- Theatrical release poster
- Directed by: George Sherman
- Written by: Lewis Meltzer
- Screenplay by: Oscar Brodney Lewis Meltzer
- Produced by: Leonard Goldstein
- Starring: Maureen O'Hara Macdonald Carey
- Cinematography: Maury Gertsman
- Edited by: Frank Gross
- Music by: Frank Skinner
- Color process: Technicolor
- Production company: Universal Pictures
- Distributed by: Universal Pictures
- Release date: May 1, 1950;
- Running time: 76 minutes
- Country: United States
- Language: English
- Box office: $1.6 million

= Comanche Territory (1950 film) =

1950 film by George Sherman

Comanche Territory is a 1950 American Western film directed by George Sherman and starring Maureen O'Hara and Macdonald Carey.

==Plot==
An Indian treaty prevents settlers establishing camp on Comanche territory, but silver has been found and the government has sent Jim Bowie and Dan'l Seeger to negotiate a new treaty to allow it to be mined.

Bowie soon finds that the settlers are planning a raid on the Comanche, all instigated by saloon owner Katie Howard and her crooked brother Stacey. Katie falls in love with Bowie and turns honest, but it may be too late to prevent another Indian war.

==Cast==
- Maureen O'Hara as Katie Howard
- Macdonald Carey as James Bowie
- Will Geer as Dan'l Seeger
- Charles Drake as Stacey Howard
- Pedro de Cordoba as Quisima
- Ian MacDonald as Walsh
- Rick Vallin as Pakanah
- Parley Baer as Boozer, the bartender
- James Best as Sam
- Edmund Cobb as Ed

==Production==
In March 1949, Universal Pictures announced that it would produce a biopic of Jim Bowie produced by Leonard Goldstein, most likely to star Scott Brady as Bowie. The film was originally titled The Bowie Knife. It was Maureen O'Hara's second film for Universal, following Bagdad (1949), and costar Macdonald Carey's second film on loan from Paramount, following South Sea Sinner (1950).

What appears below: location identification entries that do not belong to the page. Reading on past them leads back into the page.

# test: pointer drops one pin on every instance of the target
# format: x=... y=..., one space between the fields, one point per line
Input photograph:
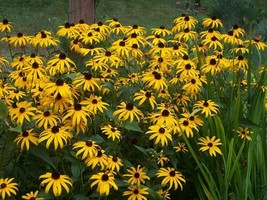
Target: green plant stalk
x=205 y=175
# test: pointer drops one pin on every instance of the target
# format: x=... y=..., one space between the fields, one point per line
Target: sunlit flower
x=136 y=193
x=210 y=144
x=32 y=196
x=114 y=162
x=128 y=111
x=19 y=40
x=88 y=149
x=104 y=181
x=25 y=138
x=161 y=133
x=100 y=159
x=206 y=107
x=171 y=177
x=56 y=181
x=244 y=133
x=143 y=96
x=7 y=187
x=213 y=22
x=180 y=148
x=58 y=135
x=5 y=26
x=136 y=175
x=111 y=132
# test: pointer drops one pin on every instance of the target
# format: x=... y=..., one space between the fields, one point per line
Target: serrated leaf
x=132 y=126
x=3 y=109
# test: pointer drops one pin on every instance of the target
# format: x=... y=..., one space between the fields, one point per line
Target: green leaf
x=133 y=126
x=42 y=153
x=3 y=109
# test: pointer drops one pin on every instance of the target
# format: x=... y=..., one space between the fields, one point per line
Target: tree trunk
x=82 y=10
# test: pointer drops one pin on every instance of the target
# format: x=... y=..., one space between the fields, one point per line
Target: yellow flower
x=206 y=107
x=25 y=138
x=161 y=133
x=104 y=182
x=111 y=132
x=32 y=196
x=136 y=175
x=88 y=149
x=210 y=144
x=5 y=26
x=136 y=193
x=57 y=182
x=128 y=111
x=7 y=188
x=57 y=134
x=173 y=178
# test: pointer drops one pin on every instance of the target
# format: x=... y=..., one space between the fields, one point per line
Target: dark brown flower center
x=55 y=175
x=136 y=175
x=104 y=177
x=165 y=113
x=89 y=143
x=161 y=130
x=77 y=107
x=60 y=82
x=129 y=106
x=172 y=173
x=46 y=113
x=22 y=110
x=55 y=129
x=210 y=144
x=35 y=65
x=62 y=56
x=25 y=133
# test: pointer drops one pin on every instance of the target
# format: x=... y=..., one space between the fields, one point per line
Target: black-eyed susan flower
x=104 y=181
x=136 y=193
x=161 y=133
x=56 y=181
x=32 y=196
x=164 y=116
x=114 y=162
x=210 y=144
x=128 y=111
x=180 y=148
x=88 y=149
x=19 y=40
x=44 y=39
x=112 y=132
x=25 y=138
x=95 y=104
x=59 y=87
x=212 y=22
x=172 y=178
x=46 y=119
x=5 y=26
x=136 y=175
x=60 y=63
x=7 y=187
x=77 y=113
x=24 y=112
x=155 y=80
x=207 y=107
x=143 y=96
x=101 y=160
x=58 y=135
x=68 y=30
x=244 y=133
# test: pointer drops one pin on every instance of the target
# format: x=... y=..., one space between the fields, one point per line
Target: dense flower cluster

Location scouting was performed in Kanab, Utah, but filming took place in and around the Oak Creek Canyon area of Arizona.

Filming was postponed for one week in August 1949 so that O'Hara could recover from laryngitis.

==Legacy==
Quentin Tarantino paid tribute to Comanche Territory and one other George Sherman film, Red Canyon, by hosting special screenings of the films at the 2025 Cannes Film Festival.